Fin d’après midi, pause. Histoire de laisser au soleil le temps de se coucher tranquillement. Histoire, aussi, de laisser au gens le temps de faire quelques courses. C’est le moment qu’ont choisit les parisiens de Qhuit pour arriver. Ça tombe bien, je les attendais. Un concert sans interview, c’est comme un barbecue sans merguez. Autant rester chez soi. « 21h30, ça te va? » me lance Rhum-G, casquette vissée sur le crâne. Ben ouai. Juste le temps de mater quelques filles qui traînaient par là, posé sur le trottoir, en descendant quelques bières pas chères et pas fraîches.

22h, j’allume le micro. Le collectif vient de finir de manger. Ambiance barbecue. Je me lance.

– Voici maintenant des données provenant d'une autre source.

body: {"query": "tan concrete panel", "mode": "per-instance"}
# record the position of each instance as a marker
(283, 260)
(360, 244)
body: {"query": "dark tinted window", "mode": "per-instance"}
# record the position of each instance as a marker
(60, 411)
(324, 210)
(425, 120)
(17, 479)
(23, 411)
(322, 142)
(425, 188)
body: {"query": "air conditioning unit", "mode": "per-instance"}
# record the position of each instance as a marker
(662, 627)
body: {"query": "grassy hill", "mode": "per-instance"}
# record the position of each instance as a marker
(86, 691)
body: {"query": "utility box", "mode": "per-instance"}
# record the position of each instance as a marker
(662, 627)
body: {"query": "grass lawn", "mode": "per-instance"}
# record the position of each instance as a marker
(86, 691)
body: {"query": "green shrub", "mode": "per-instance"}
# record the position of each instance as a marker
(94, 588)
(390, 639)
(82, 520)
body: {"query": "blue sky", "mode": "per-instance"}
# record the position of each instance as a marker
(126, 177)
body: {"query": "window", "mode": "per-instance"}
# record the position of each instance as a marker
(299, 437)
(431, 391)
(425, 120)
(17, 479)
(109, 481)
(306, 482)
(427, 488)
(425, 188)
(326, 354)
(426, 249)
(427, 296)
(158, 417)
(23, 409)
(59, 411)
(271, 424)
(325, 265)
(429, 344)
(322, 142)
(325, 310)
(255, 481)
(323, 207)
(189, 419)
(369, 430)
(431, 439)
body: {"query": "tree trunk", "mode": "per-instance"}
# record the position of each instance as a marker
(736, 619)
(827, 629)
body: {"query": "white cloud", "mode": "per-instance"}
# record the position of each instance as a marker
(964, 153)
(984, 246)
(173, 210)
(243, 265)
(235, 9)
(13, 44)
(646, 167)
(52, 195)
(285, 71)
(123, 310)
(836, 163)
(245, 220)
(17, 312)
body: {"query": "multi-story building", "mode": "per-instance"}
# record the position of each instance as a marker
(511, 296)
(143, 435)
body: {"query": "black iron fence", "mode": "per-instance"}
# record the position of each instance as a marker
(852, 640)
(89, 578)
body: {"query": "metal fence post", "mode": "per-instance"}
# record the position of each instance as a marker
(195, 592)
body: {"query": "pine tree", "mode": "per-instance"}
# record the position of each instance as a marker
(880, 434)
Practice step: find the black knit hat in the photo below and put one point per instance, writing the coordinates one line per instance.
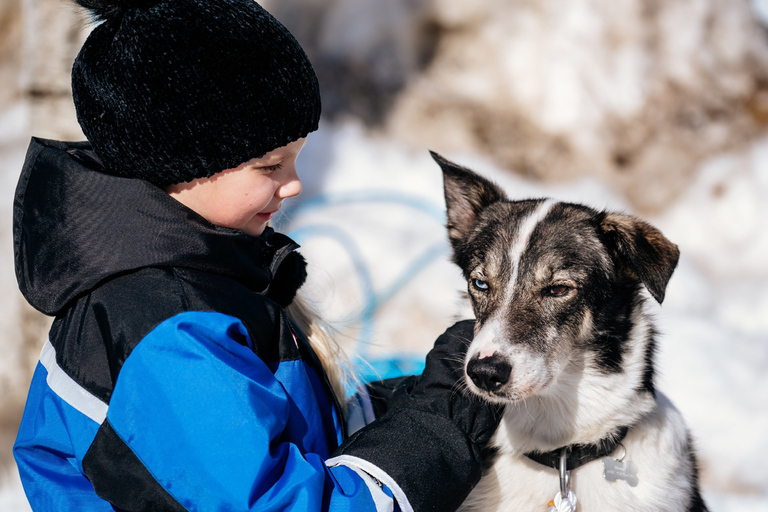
(173, 90)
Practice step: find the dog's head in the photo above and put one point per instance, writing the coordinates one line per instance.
(549, 282)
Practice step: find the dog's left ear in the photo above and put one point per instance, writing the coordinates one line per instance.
(466, 195)
(642, 248)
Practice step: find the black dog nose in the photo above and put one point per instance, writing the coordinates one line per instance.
(489, 373)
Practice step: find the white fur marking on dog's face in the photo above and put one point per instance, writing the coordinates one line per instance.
(524, 232)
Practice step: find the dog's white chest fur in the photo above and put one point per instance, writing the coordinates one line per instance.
(657, 444)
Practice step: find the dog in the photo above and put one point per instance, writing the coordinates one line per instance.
(564, 341)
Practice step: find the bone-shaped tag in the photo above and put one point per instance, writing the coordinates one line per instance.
(616, 470)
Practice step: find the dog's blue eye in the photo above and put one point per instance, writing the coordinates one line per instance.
(558, 290)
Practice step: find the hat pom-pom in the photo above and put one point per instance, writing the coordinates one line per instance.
(106, 9)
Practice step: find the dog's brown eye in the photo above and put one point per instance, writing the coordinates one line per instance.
(558, 290)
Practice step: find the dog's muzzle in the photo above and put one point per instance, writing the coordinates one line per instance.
(489, 373)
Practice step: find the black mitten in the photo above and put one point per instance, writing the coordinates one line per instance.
(432, 440)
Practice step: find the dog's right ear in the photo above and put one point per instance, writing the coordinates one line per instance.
(466, 195)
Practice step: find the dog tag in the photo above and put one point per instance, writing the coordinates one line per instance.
(563, 504)
(618, 470)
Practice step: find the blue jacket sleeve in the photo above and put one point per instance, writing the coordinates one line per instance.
(209, 426)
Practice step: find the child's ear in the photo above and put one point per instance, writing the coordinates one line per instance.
(466, 195)
(642, 249)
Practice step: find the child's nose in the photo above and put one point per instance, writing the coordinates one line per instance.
(291, 186)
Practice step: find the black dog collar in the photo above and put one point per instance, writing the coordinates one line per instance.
(580, 454)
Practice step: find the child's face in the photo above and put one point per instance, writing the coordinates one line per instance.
(247, 196)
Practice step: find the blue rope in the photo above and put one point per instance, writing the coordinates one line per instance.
(373, 301)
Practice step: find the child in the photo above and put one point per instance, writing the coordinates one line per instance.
(173, 377)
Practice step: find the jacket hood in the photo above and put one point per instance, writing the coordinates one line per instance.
(76, 226)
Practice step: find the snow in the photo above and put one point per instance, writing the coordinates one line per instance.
(377, 204)
(713, 352)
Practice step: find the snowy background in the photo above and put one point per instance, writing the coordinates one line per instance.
(659, 111)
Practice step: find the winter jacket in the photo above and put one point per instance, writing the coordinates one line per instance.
(172, 378)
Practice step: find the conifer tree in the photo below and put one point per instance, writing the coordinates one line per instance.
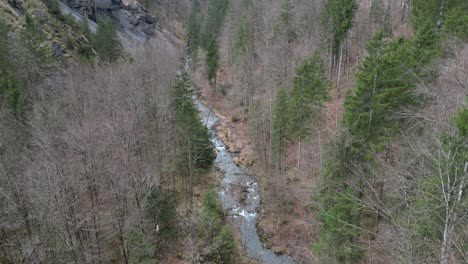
(377, 11)
(308, 93)
(279, 128)
(195, 135)
(384, 85)
(336, 18)
(195, 149)
(217, 10)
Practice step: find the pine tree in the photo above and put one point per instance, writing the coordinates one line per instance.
(384, 85)
(308, 93)
(212, 60)
(106, 41)
(195, 136)
(217, 10)
(244, 37)
(337, 17)
(194, 149)
(279, 128)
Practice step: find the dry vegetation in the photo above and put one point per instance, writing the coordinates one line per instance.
(287, 223)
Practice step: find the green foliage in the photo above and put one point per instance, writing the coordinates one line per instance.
(212, 59)
(456, 22)
(226, 246)
(279, 127)
(217, 10)
(384, 86)
(33, 39)
(160, 208)
(440, 14)
(106, 41)
(193, 29)
(10, 88)
(336, 18)
(309, 92)
(377, 11)
(340, 226)
(195, 145)
(462, 121)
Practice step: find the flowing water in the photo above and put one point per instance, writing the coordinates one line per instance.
(240, 197)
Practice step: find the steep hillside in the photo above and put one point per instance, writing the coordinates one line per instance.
(332, 171)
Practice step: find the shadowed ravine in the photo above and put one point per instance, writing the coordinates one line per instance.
(239, 195)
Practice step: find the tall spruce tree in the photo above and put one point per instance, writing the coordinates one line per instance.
(279, 128)
(217, 10)
(194, 149)
(336, 18)
(195, 136)
(384, 85)
(309, 92)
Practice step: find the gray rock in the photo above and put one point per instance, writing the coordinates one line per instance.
(134, 20)
(57, 50)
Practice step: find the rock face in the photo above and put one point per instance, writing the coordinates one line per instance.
(127, 18)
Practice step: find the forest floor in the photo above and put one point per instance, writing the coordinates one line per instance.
(287, 222)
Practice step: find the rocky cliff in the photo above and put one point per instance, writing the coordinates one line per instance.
(128, 17)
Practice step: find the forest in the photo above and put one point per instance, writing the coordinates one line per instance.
(224, 131)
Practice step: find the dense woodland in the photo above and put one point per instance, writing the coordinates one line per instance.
(352, 115)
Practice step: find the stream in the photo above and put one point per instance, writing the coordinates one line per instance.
(239, 196)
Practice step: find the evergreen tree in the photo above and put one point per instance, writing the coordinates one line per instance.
(195, 139)
(106, 41)
(308, 93)
(337, 17)
(384, 85)
(439, 14)
(377, 11)
(212, 60)
(217, 10)
(279, 128)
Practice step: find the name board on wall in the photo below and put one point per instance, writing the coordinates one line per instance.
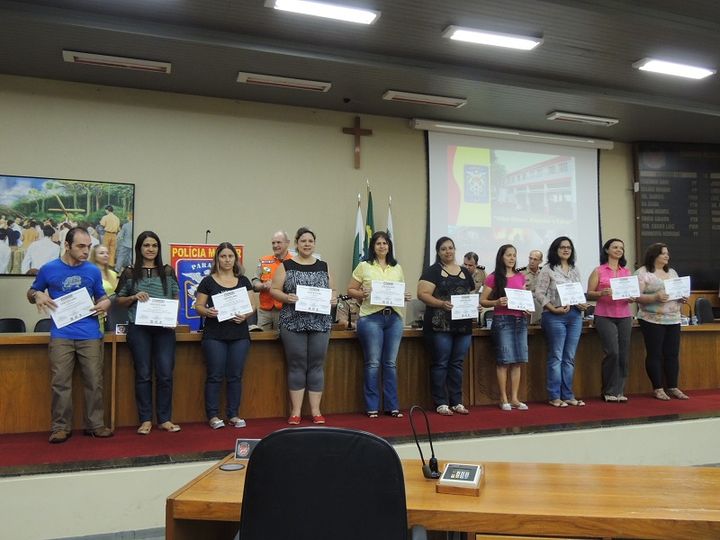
(677, 202)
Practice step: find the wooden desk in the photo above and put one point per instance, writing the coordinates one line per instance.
(25, 375)
(532, 499)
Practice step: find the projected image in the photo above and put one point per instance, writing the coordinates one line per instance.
(485, 193)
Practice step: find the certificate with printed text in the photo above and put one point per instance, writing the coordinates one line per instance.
(464, 306)
(571, 294)
(625, 287)
(387, 293)
(313, 299)
(520, 299)
(157, 312)
(72, 307)
(677, 288)
(231, 303)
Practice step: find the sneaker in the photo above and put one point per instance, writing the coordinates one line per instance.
(237, 422)
(444, 410)
(59, 436)
(460, 409)
(99, 433)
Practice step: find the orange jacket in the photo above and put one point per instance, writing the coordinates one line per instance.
(266, 270)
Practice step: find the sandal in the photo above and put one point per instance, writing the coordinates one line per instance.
(169, 427)
(678, 394)
(216, 423)
(443, 410)
(237, 422)
(460, 409)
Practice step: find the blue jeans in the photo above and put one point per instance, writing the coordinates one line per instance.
(446, 370)
(152, 347)
(225, 361)
(380, 337)
(562, 333)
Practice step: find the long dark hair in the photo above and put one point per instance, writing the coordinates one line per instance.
(606, 246)
(554, 258)
(137, 270)
(372, 256)
(652, 253)
(439, 243)
(238, 269)
(501, 272)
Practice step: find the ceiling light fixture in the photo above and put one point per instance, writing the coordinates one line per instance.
(586, 119)
(424, 99)
(103, 60)
(283, 82)
(512, 134)
(496, 39)
(672, 68)
(328, 11)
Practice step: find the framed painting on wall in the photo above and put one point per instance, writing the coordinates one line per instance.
(36, 213)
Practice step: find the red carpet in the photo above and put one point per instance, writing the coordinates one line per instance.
(23, 453)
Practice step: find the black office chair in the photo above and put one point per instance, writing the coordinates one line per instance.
(703, 311)
(10, 325)
(324, 483)
(43, 325)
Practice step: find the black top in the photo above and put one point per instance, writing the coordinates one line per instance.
(439, 320)
(226, 330)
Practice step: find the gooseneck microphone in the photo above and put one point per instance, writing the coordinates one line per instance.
(430, 469)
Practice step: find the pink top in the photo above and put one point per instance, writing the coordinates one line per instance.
(515, 282)
(606, 306)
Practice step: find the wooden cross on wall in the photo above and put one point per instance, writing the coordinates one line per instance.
(357, 132)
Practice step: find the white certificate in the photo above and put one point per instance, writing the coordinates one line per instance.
(72, 307)
(677, 288)
(520, 299)
(387, 293)
(464, 306)
(313, 299)
(157, 312)
(231, 303)
(625, 287)
(571, 293)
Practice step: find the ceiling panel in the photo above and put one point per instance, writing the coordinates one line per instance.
(584, 64)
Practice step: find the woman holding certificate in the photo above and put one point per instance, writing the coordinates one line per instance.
(222, 298)
(660, 323)
(612, 320)
(152, 347)
(304, 286)
(380, 324)
(509, 328)
(448, 337)
(561, 319)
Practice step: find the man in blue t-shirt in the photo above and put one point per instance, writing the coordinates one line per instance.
(80, 339)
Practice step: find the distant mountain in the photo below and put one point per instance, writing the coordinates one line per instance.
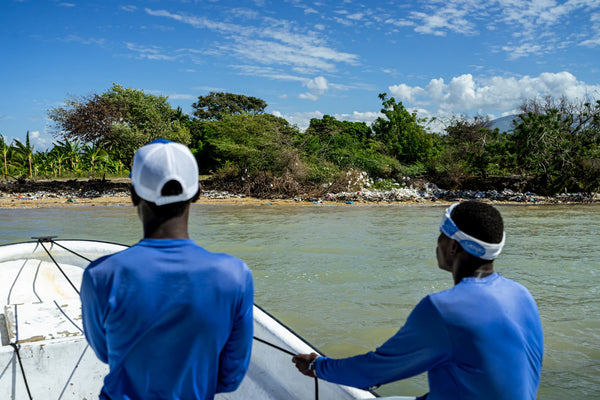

Un peu plus tard, devant le Jardin Moderne, les fans s’impatientent. L’interview est finie depuis longtemps. Le concert commencera juste avec deux heures de retard. « Hey j’ai croisé Baste dans les loges. Il m’a dit qu’il avait kiffé tes questions», s’enthousiasme mon pote Alexis, déjà bourré. Son collectif, les garnements, s’est occupé de la scénographie. L’interview, je la trouve naze.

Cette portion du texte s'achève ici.